Kunden sind vor allem Mittelständler

Signavio hat eigenen Angaben zufolge vor allem mittelständische und große Unternehmen als Kunden, typischerweise mit mindestens 1000 Mitarbeitern. Dazu gehören zum Beispiel Sparkassen, Stadtverwaltungen und Medienhäuser. Deckers Firma begleitet aber auch Start-ups, die von Anfang an ein schnelles Wachstum planen, wie zum Beispiel Zalando oder Airb’n’b. Einer der ersten Kunden sei die AOK Brandenburg gewesen, sagt Decker. Signavio habe die gesetzliche Krankenversicherung bei der Fusion zu AOK Berlin-Brandenburg und später zur AOK Nordost begleitet.  

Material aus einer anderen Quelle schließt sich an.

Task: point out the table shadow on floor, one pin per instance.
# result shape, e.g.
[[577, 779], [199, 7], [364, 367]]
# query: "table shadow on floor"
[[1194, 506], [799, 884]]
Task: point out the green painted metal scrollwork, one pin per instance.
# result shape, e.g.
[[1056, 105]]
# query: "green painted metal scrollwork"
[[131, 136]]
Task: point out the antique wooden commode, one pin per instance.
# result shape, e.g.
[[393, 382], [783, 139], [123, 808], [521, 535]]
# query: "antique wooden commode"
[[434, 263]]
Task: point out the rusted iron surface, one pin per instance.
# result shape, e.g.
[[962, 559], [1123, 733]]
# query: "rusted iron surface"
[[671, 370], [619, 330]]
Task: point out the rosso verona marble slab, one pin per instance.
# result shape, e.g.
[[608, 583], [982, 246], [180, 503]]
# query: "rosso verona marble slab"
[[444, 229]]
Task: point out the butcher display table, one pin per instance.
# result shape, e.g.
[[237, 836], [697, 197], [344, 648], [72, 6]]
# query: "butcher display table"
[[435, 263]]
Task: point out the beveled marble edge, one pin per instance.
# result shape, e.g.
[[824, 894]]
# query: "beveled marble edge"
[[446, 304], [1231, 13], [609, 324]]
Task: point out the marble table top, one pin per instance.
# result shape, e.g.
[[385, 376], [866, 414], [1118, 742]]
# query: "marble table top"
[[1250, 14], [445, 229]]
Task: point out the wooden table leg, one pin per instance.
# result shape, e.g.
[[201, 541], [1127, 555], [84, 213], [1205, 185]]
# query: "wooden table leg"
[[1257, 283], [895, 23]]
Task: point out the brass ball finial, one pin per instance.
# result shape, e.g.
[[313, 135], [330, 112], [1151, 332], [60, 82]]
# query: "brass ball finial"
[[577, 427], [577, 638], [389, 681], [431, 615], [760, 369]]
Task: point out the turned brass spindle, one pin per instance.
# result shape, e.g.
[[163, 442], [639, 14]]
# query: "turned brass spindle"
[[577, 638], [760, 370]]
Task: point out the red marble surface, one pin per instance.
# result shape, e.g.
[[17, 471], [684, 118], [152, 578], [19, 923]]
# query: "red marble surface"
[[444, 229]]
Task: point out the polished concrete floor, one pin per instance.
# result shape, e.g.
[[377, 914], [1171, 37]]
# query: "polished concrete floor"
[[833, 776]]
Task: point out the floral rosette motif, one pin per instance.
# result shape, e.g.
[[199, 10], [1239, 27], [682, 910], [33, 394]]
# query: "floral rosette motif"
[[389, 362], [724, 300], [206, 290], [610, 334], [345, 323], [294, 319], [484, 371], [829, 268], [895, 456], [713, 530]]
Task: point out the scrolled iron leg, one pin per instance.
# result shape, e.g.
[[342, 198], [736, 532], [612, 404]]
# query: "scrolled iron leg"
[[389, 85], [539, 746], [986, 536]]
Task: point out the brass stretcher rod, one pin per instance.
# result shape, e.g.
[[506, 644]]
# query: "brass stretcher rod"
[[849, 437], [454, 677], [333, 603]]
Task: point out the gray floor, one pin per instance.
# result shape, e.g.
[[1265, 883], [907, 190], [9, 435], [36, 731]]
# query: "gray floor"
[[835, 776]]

In den ersten Jahren habe sich Signavio vorrangig aus dem laufenden Geschäft finanziert, sagt Decker. Kurz nach der Finanzkrise sei es schwer gewesen, Risikokapital zu bekommen. Doch die jungen Gründer hätten eine umfangreiche Unterstützung vom Start-up-Service der Universität Potsdam erhalten. “Die haben uns gezeigt, wie man einen Businessplan aufstellt und Fördermittel beantragt”, sagt Decker. Die Universität Potsdam gehört zu den deutschen Hochschulen mit den größten Gründungsquoten. Der Start-up-Service „Potsdam Transfer“ begleitete seit 2011 nach eigenen Angaben jedes Jahr im Durchschnitt etwa 30 Gründungen.  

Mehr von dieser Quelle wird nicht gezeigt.